In between passing out free coffee, smoking cigarettes, and shaking hands, Mujica paused to chat.

"We're out here because we need people to identify my name," he said pointing to postcards with "Mujica" in bold red lettering. "Everybody tells me, 'Yeah, I know you, I've seen you. You fight for the immigrants,' but they don't know my name.”

In addition to the postcards, Mujica's camp was also handing out money. This was the pretend kind, though—fake $15 bills with a photo of Mujica where one would otherwise find a bust of Jackson or Lincoln. The pretend money is supposed to serve as a reminder of Mujica's stance on minimum wage. Unlike City Hall, which recently approved a $13 minimum wage by 2019, Mujica wants the minimum wage raised to $15 immediately.

Mujica's campaign manager, Mario Cardenas, is a former Occupy activist who met Mujica seven years ago while the 25th Ward candidate was lead organizer for several large-scale immigration rallies in the city. Cardenas said they chose to set up shop near the el stop because of its proximity to the unemployment line and because serving up free breakfast is just a good socialist thing to do.

"Couple years ago during Occupy, there was an Occupy group here called Occupy El Barrio. And we used to do community breakfast. We took the idea from the Black Panthers, who also used to have free community breakfast," Cardenas said.

Those standing in line to collect unemployment didn't have much to say about Mujica or any of the candidates running in the 25th, though one man did say that he wouldn't be voting for anyone because, in his opinion, candidates frequently pull stunts like free coffee during election season, but mostly forgot about people the rest of the time.

But several did accept a hot cup of joe when Mujica came around with the Dunkin' Donuts jug.

Others who stopped by the breakfast station seemed mostly discouraged by current 25th Ward alderman Danny Solis, eager to support someone like Mujica.

"We need a change. It's been a while since Solis has been here," Griselda Carrera, a 55-year-old Rush Hospital worker and life-long Pilsen resident, said. "Whenever we need something from [Solis] he never answers anything."

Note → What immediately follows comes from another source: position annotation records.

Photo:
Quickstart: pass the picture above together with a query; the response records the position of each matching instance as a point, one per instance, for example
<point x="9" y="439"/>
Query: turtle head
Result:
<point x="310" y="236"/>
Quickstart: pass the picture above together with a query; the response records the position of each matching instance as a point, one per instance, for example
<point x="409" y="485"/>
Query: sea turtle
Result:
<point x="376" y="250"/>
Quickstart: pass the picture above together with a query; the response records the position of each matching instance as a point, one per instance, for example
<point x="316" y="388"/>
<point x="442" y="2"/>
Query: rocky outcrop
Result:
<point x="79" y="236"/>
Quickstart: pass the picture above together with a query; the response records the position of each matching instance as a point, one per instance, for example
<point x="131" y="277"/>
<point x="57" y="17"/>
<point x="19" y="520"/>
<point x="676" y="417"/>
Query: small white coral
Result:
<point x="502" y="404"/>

"I know that Danny Solis is pretty much a rubber stamp for Mayor Rahm and that he's been mostly beholden to downtown interests," said Aboubacar Ndiaye, 27, who also lives just blocks away from a proposed $30 million metal shredder which Solis supports. "I think what the shredder issue showed was that [Solis] wasn't really on the side of Pilsen residents."

Back at the Dunkin' Donuts coffee station, Cardenas blew into his hands.

"Man, election season should be during the summer. A lot more people would participate and vote,” he said.

When asked if he though Mujica stood a chance at beating Solis, Cardenas pointed to the breakfast table.

"Win or not, this is already a victory for us. Getting out issues that regular politicians don't talk about," he said. "The voting rate in this ward is kind of pitiful and the alderman has been here since 1996. What kind of democracy is that?"